Ну, мало чего, фарватер предстоит сложный. По реке далеко поедем, потом в протоку свернем.

Рулевое… Рулевое – хрен с ним, – солидно сказал моторист и сплюнул, не глядя, из рубки за борт. – Был бы двигатель в исправности. А подрулить можно и доской, если что…

К вечеру свернули в протоку – мелкую, вряд ли проходимую для катера, особенно сейчас, когда время к осени.

– Да тут и вода не движется, застрянем, – сказал Потапов.

– А вон у берега течение – если протянем метров сто-двести, перекат останется позади, – сказал Шумейко; он уже знал эту протоку.

– Как бык посц…, так и мы едем, – усмехнулся Потапов, поплевывая семечки. - Круть-верть, верть-круть!

Проскочили все же, натужно взбаламучивая винтом придонную, с прелью и грунтом, воду.

Мрачновато здесь было, в протоке. Ольховые, березовые и прочие, частью уже бескорые, торчали поперек речки обезглавленные стволы. Всосанные нанесенным в паводок илом, они торчали теперь наклонно, как пушки из бойниц фрегата.

- Что ж, пожалуй, самое время в лодку пересесть, дальше опять пойдут мели, – обернулся Шумейко к помощнику.

– Если эту дюралевую лодку порядком нагрузить, то амбец, она пойдет тяжело, как утюг, – высказал предположение Потапов; ему не хотелось расставаться с катером – сидел на машинном отделении, угрелся, даже ветерка на реке не было.
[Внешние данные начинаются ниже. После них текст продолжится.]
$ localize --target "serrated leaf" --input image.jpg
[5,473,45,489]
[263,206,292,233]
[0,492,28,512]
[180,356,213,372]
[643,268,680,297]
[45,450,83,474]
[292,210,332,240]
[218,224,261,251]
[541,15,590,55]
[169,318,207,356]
– А чем нам грузить ее? – пожал плечами Шумейко. – Вы останетесь на месте, хватит с нас шуточек, а мы вот с Сашкой вдвоем… разве только ружье прихватим в качестве груза.

Зорко всмотревшись по курсу, Потапов сказал, суровея и подтягиваясь:

– Ни к чему и грузиться. Вон он, браконьер. Да-кась бинокль, Саша… не пойму кто…
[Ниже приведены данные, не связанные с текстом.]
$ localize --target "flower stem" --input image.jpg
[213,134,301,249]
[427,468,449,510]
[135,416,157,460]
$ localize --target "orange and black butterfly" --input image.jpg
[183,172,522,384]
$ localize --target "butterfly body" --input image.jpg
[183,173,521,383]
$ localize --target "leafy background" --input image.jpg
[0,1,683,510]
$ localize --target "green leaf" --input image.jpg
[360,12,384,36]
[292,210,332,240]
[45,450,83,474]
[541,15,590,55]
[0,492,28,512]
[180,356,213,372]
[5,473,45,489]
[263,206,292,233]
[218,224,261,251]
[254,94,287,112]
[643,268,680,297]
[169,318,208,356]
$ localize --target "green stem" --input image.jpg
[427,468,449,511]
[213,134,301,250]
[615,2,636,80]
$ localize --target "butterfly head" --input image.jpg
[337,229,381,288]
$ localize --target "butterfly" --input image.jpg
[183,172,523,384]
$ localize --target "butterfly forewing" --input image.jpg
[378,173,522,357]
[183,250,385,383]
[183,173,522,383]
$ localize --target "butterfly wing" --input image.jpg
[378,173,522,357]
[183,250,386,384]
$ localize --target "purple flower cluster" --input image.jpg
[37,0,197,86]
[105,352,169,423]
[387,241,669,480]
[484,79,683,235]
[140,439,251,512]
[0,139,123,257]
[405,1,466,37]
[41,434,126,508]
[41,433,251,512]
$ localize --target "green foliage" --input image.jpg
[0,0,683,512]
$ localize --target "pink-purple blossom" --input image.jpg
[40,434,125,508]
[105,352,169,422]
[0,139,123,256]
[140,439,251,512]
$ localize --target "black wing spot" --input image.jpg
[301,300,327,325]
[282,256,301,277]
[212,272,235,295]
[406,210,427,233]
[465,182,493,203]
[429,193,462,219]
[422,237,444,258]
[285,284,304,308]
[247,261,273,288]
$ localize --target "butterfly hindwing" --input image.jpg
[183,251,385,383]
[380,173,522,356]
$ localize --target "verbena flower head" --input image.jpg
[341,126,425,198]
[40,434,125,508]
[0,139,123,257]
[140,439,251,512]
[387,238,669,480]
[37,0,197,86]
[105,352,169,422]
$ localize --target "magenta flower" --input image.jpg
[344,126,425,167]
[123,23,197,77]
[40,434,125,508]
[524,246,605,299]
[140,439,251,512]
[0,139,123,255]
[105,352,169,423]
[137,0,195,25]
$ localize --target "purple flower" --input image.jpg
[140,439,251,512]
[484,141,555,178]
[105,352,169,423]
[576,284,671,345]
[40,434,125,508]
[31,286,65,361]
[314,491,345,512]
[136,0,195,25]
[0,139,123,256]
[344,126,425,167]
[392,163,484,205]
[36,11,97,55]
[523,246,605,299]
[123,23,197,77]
– Бескудников, – сказал Семернин, – и без бинокля видно. Я его лодку знаю, на ней теперь спаренные моторы – догони попробуй…
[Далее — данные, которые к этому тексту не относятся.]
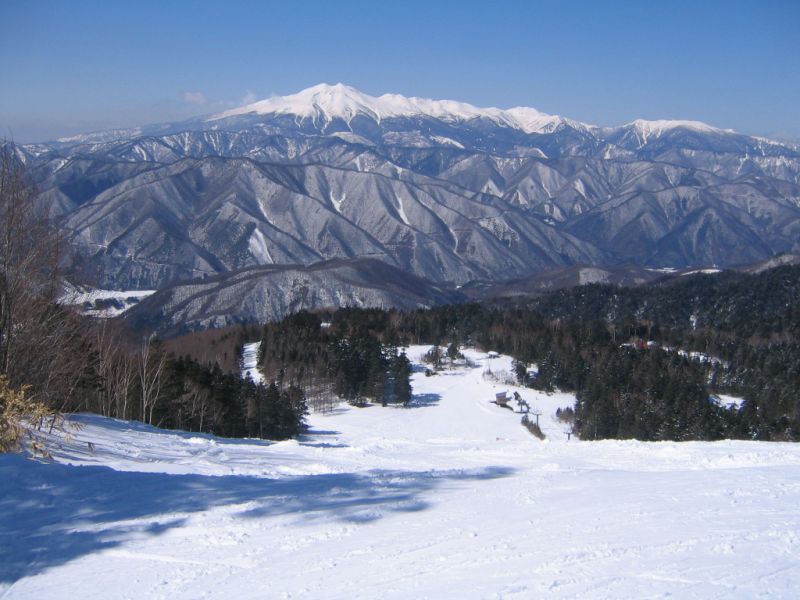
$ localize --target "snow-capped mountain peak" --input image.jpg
[623,119,735,139]
[208,83,565,133]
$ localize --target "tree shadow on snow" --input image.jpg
[0,455,513,583]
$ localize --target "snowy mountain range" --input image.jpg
[18,84,800,324]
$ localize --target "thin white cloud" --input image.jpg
[241,90,258,106]
[183,92,208,104]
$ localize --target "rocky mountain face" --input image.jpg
[18,85,800,296]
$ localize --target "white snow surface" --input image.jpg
[623,119,736,143]
[208,83,572,133]
[242,342,265,383]
[59,284,157,319]
[0,346,800,600]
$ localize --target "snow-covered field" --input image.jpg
[0,348,800,600]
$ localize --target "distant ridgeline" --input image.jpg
[239,266,800,440]
[62,266,800,441]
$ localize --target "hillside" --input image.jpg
[0,347,800,600]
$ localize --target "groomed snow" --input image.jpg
[0,347,800,600]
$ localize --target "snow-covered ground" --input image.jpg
[0,348,800,600]
[60,285,156,319]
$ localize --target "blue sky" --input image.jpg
[0,0,800,142]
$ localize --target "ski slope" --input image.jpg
[0,347,800,600]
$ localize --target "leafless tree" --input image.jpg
[136,336,167,425]
[0,143,88,409]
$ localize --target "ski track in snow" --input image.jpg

Но и у леспромхозовского механика на такой, можно сказать, технически мощно оснащенной боевой единице что-то заело. Не заводился мотор – ни тот, ни другой. Катер подошел почти вплотную. Уже видна была в лодке рыба – навалом, может, штук шестьдесят, а то и сто лежало.

– Ну что ж, гребите сюда, Бескудников, – считая, что песенка браконьера спета, предложил Шумейко.

Однако Бескудников не поспешил подчиниться. Он критически взглянул на груду рыбы – ох, какие деньги придется платить! – привстал в лодке, блеснул потным темным лицом.

– Какой там гребите сюда, – сказал он тоном человека, Которому выбирать не из чего. – Удирать нужно с такой рыбой.